Jedną z nich jest historia Bruna Gulotta, 35-latka, który razem z rodziną był na wakacjach w stolicy Katalonii. Firma dla której pracował, Tom’s Hardware, wydała oświadczenie: "Nasz przyjaciel i kolega, Bruno Gulotta, został potrącony i zabity przez wstrętnego terrorystę w sercu Barcelony".
Cuda ocalała jego żona, Martina, a także dwójka dzieci. Roczna Aria była w nosidełku na piersi matki, a pięcioletni Alessandro tuż przed śmiercią ojca trzymał go za rękę. "Staramy się postawić w sytuacji małego Alessandro, który właśnie zaczyna szkołę podstawową, wiedząc, że życie jego i jego rodziny nigdy nie będzie takie samo.
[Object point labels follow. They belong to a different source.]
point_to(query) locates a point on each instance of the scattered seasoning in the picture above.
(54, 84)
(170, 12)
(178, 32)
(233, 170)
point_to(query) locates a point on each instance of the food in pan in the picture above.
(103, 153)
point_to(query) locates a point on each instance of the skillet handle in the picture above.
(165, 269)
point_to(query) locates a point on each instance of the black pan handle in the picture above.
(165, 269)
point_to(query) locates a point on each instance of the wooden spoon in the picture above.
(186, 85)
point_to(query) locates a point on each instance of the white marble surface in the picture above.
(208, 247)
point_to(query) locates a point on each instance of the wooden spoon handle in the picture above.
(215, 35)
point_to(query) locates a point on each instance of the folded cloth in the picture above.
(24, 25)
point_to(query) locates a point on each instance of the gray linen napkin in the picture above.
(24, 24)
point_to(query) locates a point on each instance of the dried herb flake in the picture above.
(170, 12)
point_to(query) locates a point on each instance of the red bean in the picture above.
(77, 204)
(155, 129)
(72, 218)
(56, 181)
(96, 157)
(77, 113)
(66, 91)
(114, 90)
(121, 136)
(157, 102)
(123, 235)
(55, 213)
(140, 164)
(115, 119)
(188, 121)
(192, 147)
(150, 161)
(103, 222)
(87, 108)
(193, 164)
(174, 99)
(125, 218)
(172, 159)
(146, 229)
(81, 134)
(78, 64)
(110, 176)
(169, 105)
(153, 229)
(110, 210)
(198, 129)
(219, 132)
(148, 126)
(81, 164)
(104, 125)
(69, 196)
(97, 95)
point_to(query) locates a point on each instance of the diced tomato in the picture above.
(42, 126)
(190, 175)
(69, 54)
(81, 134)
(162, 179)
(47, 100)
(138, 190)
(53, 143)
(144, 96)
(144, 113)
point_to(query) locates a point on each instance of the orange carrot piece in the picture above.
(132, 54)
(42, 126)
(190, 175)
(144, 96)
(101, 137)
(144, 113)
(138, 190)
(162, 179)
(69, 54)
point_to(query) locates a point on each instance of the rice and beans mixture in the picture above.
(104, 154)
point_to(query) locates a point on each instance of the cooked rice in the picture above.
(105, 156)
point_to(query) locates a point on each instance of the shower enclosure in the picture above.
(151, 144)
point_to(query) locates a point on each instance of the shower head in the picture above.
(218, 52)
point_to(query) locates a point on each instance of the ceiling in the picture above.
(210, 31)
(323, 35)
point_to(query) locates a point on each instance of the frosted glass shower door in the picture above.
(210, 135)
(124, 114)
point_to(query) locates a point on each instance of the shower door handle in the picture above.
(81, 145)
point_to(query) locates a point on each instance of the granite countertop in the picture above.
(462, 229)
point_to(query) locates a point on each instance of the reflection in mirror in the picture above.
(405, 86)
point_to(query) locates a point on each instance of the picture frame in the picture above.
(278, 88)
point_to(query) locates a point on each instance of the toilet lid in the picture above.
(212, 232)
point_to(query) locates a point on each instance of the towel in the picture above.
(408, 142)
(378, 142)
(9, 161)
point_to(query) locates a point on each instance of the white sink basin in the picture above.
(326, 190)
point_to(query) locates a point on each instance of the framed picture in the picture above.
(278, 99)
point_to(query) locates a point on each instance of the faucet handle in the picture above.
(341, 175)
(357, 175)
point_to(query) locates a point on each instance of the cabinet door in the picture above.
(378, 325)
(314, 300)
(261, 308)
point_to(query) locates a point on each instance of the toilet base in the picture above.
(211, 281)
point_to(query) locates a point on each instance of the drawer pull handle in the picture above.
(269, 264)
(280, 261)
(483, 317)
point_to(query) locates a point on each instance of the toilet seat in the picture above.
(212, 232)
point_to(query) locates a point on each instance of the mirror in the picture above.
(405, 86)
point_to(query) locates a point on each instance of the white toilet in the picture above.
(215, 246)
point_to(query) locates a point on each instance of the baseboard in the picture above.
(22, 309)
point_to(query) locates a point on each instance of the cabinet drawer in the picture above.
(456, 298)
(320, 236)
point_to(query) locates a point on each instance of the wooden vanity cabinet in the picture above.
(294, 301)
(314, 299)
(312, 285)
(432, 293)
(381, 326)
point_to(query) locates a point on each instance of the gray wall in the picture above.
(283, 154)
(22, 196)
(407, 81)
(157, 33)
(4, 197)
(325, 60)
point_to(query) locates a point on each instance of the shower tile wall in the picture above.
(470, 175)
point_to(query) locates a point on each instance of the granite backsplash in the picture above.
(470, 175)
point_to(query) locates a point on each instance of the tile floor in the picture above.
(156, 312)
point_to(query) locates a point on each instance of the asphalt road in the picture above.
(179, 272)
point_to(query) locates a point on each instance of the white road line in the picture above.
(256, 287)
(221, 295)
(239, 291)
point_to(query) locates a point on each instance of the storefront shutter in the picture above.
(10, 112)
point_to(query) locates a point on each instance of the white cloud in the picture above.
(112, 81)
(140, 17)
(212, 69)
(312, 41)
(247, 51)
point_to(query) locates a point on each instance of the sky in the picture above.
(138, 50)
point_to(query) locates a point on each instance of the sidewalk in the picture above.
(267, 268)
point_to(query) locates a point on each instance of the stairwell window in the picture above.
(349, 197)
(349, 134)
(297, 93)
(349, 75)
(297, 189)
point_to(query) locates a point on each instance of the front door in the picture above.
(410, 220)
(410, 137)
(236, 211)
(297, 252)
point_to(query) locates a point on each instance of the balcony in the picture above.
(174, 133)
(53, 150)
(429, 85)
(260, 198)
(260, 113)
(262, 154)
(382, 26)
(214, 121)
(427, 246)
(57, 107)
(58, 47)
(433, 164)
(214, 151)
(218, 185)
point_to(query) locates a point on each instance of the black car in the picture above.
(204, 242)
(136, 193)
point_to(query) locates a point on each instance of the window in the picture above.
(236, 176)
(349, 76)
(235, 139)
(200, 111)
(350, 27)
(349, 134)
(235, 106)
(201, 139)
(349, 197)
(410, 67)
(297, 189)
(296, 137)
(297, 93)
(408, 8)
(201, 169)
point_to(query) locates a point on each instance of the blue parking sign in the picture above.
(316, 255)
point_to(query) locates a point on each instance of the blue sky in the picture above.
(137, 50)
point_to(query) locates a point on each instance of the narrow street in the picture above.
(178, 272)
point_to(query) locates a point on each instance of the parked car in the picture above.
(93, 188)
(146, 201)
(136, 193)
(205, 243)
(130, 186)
Myślimy także o małej Arii… która nigdy nie pozna jej Taty" – emocjonalnie piszą współpracownicy.
Czwartkowy zamach na Las Ramblas przyniósł co najmniej 14 ofiar śmiertelnych. W piątek rano doszło do kolejnej eskalacji przemocy w Hiszpanii, w którym zginęła jedna osoba, a popołudniu nożownicy zaatakowali przechodniów w Wuppertalu i Turku.